Etre moderne, c'est quoi ?  C’est d’abord casser tout ce qui a été construit par ses prédécesseurs même si l’on semble les vouer à l’éternité en se rendant dans les cimetières pour marquer l’anniversaire de leur mort et en laissant penser à tout le monde qu’ils sont leurs descendant


C’est d’abord casser tout ce qui a été construit par ses prédécesseurs même si l’on semble les vouer à l’éternité en se rendant dans les cimetières pour marquer l’anniversaire de leur mort et en laissant penser à tout le monde qu’ils sont leurs descendants.

Rejoignant ceux qui il y a quelque temps, le « fameux » Denis Kessler notamment, clamaient qu’il fallait détruire tout ce qui avait été construit par le conseil national de la résistance.
Nous assistons aux « contre-réformes modernes » qui s’engagent contre les nationalisations ce qui a contribué jusqu’à aujourd’hui au développement industriel et à l’indépendance de la France.

C’est ainsi que le projet dit « Hercule » est en train de vouloir détruire EDF. EDF qui avant et après la guerre produisait déjà de l’énergie verte avec ses barrages et centrales hydrauliques dans le même temps où les années 1970 permettaient à la France d’assurer son indépendance énergétique avec la construction de ses centrales nucléaires.

Tout le monde s’accordait d’ailleurs à dire que la sécurité était un axe essentiel dans la construction, le contrôle et le suivi tout en assurant que le nucléaire était une énergie propre sans dégagement de gaz à effet de serre.
C’est encore vrai aujourd’hui, comme il est vrai que cette entreprise intégrée permettait de produire, de distribuer, d’être au service des Français sans avoir 50 interlocuteurs qui se battent aujourd’hui pour gagner les marchés tout en utilisant l’énergie produite par EDF à des coûts qui semblent alléchants mais qui sont de véritables « attrape gogos » à terme.

L’éclatement de cette entreprise publique en trois, c’est la privatisation, c’est la fin de la sécurité, ce sont des tarifs qui dérapent, un entretien non assuré par les agents d’EDF, des pannes sur le réseau qui s’éterniseront, des dégâts non réparés lors des tempêtes.
Des familles privées d’électricité pendant des jours au lieu de la rapidité des interventions du personnel attaché à la continuité du service public.

De l’énergie verte en 2050, plus d’énergie nucléaire ! Un non sens, une grave erreur. Quid de l’énergie verte des centrales hydrauliques, propriétés de la nation et qui dans le cadre du projet « Hercule » seront revendues au secteur privé alors que ce sont les Français qui ont payé leur construction ?

Quid d’une soi-disant construction d’éoliennes, énergie verte, gérée par qui, pour qui, avec des prix qui varieront d’un groupe d’éoliennes à un autre et qui couvriront les champs et les forêts, sans compter toutes celles qui ne permettront plus à un seul chalutier, avec Brexit ou sans Brexit, de quitter leurs ports respectifs ?

Hérésie, connerie, erreur monumentale, appelez cela comme vous voulez… mais c’est moderne !
Tous les projets existent et dans tous les services publics. Le modernisme par exemple est celui qui touche la SNCF, supprimant les unes après les autres les lignes conduisant à la désertification de nos campagnes. Plus de virus mais plus de vie.

La dernière en date annoncée touche le réseau entre Clermont-Ferrand et Béziers. La population réagit, les élus réagissent, les entreprises comme Arcelor Mittal qui exercent sur cette ligne précise bien que sans la ligne plus d’entreprises et plus d’emplois. Déjà que dans ces zones, ça manquait sérieusement, et bien les « modernes » en rajoutent une couche.

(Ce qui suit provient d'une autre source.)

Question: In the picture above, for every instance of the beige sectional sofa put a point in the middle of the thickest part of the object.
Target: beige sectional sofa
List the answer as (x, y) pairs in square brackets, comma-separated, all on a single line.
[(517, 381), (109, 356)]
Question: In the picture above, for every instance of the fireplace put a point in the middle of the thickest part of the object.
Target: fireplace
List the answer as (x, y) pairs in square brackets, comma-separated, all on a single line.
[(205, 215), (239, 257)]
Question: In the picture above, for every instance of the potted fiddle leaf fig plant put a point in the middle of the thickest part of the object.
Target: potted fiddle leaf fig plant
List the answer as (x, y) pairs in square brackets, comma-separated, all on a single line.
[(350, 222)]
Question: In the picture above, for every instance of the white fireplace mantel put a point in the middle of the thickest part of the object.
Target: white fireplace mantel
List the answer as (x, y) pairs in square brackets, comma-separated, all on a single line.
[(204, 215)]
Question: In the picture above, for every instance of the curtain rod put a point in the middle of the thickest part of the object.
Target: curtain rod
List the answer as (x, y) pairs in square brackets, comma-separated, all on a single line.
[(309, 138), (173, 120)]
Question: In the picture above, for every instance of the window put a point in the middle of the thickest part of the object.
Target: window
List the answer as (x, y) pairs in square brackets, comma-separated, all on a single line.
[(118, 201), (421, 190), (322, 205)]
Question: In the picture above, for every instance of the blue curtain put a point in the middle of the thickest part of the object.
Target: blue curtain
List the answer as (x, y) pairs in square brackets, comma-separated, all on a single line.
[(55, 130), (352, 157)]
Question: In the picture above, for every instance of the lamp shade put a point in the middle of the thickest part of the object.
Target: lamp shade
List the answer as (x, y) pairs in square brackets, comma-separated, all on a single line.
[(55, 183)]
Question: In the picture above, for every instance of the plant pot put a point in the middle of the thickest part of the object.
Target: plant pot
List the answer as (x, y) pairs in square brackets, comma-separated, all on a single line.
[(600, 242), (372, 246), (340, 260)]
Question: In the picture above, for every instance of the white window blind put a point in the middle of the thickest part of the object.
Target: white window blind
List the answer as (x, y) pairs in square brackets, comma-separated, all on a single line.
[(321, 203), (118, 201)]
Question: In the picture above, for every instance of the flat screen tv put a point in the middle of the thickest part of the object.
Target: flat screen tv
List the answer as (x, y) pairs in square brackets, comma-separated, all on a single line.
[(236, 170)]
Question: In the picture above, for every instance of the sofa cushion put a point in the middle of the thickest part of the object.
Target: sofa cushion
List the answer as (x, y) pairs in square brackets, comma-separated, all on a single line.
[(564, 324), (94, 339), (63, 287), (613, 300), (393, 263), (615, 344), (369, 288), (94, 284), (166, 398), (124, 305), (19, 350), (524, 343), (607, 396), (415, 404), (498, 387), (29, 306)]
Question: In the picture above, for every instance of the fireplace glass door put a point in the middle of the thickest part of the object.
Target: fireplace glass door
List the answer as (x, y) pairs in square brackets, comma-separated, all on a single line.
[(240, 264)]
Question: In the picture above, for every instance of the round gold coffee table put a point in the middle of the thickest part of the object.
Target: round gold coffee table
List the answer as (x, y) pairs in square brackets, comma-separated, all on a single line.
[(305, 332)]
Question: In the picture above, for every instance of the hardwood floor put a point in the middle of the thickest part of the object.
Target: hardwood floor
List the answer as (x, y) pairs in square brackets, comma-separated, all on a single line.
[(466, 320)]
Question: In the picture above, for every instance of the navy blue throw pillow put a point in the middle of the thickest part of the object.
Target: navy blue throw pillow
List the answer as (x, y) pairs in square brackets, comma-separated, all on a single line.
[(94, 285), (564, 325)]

Il en est de même à la RATP où les projets conduisent au démantèlement comme à EDF d’un réseau de bus notamment qui couvrait l’ensemble de l’Ile de France, assurait l’égalité de traitement en terme de desserte et de tarifs et en assurant le service public pour tous les Franciliens sans distinction des zones à desservir.

Pour l’ensemble de ces secteurs publics non seulement les Français seront tous perdants s’ils disparaissent au profit des mercantiles mais au delà la volonté profonde des « modernes » est de casser les statuts et les garanties collectives des agents pour faire disparaitre la culture d’entreprise, celle de l’attachement au service public, voulues par le conseil national de la résistance et même de quelques hommes politiques dont les dirigeants actuels se revendiquent.

Modernes aux petits pieds vous n’êtes bons qu’à casser ce qui avait été construit par des « ringards » qui pensaient avant tout au développement industriel et aux avancées sociales.